Cela ne signifie cependant pas que ces conditions initiales doivent rester remplies sur le long terme; ainsi, une personne qui a obtenu une autorisation de séjour CE/AELE au regard de sa qualité de travailleur, puis qui tombe au chômage involontaire ou se trouve en incapacité temporaire de travail due à une maladie ou à un accident continue à bénéficier de son autorisation et celle-ci peut même, à certaines conditions, être prolongée (TF 2C_390/2013 précité consid. 3.2 et les références). En revanche, une personne qui serait au chômage volontaire ou qui se comporterait de façon abusive peut se voir retirer son autorisation (ATF 131 précité consid. 3.4).

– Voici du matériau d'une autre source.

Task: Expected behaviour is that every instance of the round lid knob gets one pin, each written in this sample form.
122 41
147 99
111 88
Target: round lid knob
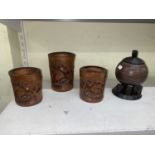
134 59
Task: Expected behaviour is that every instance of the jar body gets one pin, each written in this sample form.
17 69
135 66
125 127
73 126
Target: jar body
130 73
27 85
92 83
61 66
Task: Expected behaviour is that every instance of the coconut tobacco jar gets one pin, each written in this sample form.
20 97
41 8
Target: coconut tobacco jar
131 72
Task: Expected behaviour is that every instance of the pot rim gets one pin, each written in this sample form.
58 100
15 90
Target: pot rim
94 67
13 74
61 53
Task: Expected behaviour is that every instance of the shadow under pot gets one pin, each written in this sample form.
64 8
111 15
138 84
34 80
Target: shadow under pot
92 83
61 65
27 85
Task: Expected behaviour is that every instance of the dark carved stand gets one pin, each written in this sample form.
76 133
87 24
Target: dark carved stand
128 92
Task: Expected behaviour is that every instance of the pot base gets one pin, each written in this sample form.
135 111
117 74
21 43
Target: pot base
128 92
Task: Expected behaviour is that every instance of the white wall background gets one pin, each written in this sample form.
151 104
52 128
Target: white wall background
10 57
5 65
103 44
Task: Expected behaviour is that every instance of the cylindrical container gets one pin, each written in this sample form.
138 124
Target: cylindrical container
61 66
27 85
92 83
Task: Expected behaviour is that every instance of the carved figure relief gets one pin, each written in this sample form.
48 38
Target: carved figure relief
91 90
26 92
61 75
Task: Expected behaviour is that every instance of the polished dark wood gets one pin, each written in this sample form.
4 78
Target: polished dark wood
131 72
92 83
27 85
61 65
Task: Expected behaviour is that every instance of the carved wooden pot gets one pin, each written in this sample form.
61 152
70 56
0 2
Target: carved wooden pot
61 66
27 85
92 83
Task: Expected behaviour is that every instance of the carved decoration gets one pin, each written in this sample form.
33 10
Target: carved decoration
91 90
61 75
26 92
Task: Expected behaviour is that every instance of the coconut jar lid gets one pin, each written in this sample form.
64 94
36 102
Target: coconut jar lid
134 60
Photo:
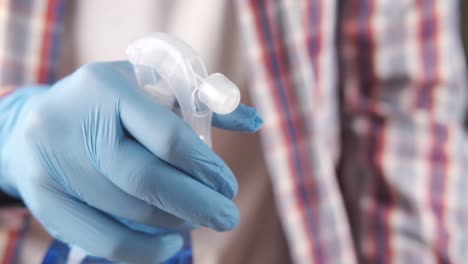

Dans la perspective d'une interprétation extensive de la notion de travailleur salarié, il faut être prudent et circonspect avant de dénier le caractère "involontaire" du chômage (ATF 131 précité consid. 3.2). Selon la doctrine européenne et la jurisprudence qu'elle cite (Ulrich Forsthoff, Das Recht der Europäischen Union, état septembre 2010, n° 111 ad art. 45 TFUE), le chômage peut être involontaire même si le travailleur a lui-même résilié son contrat de travail; le travailleur doit cependant chercher un nouvel emploi comme doit normalement le faire un chômeur dans l'Etat d'accueil.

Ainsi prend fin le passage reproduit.